Credit card debt is something that hits some people harder than others. People get credit cards for many different reasons. They may want to establish credit worthiness. They may also want to add a cushion to their income so that they are prepared for a financial emergency if one arises. Others may need to make a major purchase, and not have the cash on hand.
When a person manages credit card debt responsibly, it can actually be beneficial to carry some credit cards. Most cards only charge interest if a balance is carried over from month to month. Even if an interest rate is high it won't matter if the balance in completely paid before the due date.
Losing Control of Credit
Unfortunately not everyone is able to handle managing their finances effectively. Some may find themselves carrying more and more debt and even paying bills late. This leads to late fees with extra payments and higher interest as the credit card company begins to believe that the customer might have difficulties keeping up.
While a person from any generation can fall into a credit trap, those in their late 40s and early 50s are most effective by credit card debt. On average, people in this age group carry close to $9,000, while millennials have about a third less debt.
Consequences of Credit Card Debt
Besides having larger bills and higher interest rates, too much credit card debt can affect the type of employment a person is able to obtain. It can also lead to more missed and late payments, and consequently calls and letters from creditors, wage garnishments and more.
As more and more money is owed at higher interest, many find it nearly impossible to get back on the right track on their own. Even those that can manage minimum payments can be paying on their accounts for years or decades while barely nicking the balance.
A Look at Solutions
When any problem becomes serious enough, it's time to ask for help in finding a solution. For those with a high level of credit card debt, a bankruptcy attorney is often a good person to turn to. For some filing bankruptcy and having their debts released or reduced and reorganized is the right decision.
Filing stops creditor harassment almost immediately.
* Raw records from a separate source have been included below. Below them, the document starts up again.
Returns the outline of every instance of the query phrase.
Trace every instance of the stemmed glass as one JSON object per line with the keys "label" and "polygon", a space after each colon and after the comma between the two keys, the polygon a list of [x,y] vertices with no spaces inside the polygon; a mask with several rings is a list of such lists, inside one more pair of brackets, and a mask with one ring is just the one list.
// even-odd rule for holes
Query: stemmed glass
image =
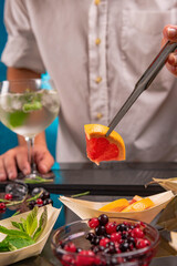
{"label": "stemmed glass", "polygon": [[[52,80],[28,79],[0,82],[0,120],[11,131],[24,136],[31,173],[41,176],[33,160],[34,137],[58,116],[60,101]],[[49,177],[49,176],[48,176]]]}

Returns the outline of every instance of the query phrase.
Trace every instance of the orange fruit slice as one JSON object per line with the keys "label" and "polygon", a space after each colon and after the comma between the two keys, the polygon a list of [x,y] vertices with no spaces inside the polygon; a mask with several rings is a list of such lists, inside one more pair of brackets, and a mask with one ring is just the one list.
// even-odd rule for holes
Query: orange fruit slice
{"label": "orange fruit slice", "polygon": [[101,124],[84,125],[87,157],[97,165],[102,161],[125,160],[125,144],[122,136],[113,131],[105,136],[108,127]]}
{"label": "orange fruit slice", "polygon": [[140,200],[143,200],[143,197],[140,197],[140,196],[138,196],[138,195],[135,195],[135,196],[132,198],[132,201],[129,202],[129,204],[133,204],[133,203],[138,202],[138,201],[140,201]]}
{"label": "orange fruit slice", "polygon": [[103,212],[121,212],[125,207],[129,205],[129,202],[126,198],[119,198],[114,202],[107,203],[103,207],[101,207],[98,211]]}
{"label": "orange fruit slice", "polygon": [[145,197],[140,201],[137,201],[122,211],[122,213],[127,212],[142,212],[144,209],[153,207],[155,204],[149,197]]}

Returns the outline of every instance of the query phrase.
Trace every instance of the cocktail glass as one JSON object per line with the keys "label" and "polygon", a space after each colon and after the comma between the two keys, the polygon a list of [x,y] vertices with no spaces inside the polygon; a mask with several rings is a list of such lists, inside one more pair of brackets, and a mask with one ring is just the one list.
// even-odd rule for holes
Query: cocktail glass
{"label": "cocktail glass", "polygon": [[52,80],[0,82],[0,120],[8,129],[24,136],[28,143],[31,164],[31,173],[25,175],[28,178],[41,176],[33,158],[34,137],[53,122],[59,109],[59,94]]}

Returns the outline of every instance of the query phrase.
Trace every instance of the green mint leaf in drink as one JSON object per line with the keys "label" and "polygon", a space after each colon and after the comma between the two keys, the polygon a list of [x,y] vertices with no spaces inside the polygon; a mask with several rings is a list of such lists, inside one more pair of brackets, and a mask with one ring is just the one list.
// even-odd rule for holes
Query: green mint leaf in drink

An attorney can also help with other debt settlement on consolidation plans that allow for lower interest rates and bills. They may also offer credit counseling services and options for refinancing and other loan modification options. If none of these options is right, an actual bankruptcy may be pursued.
Although filing does affect credit worthiness and a person's credit score for a while many people are able to eventually obtain new credit and move forward financially.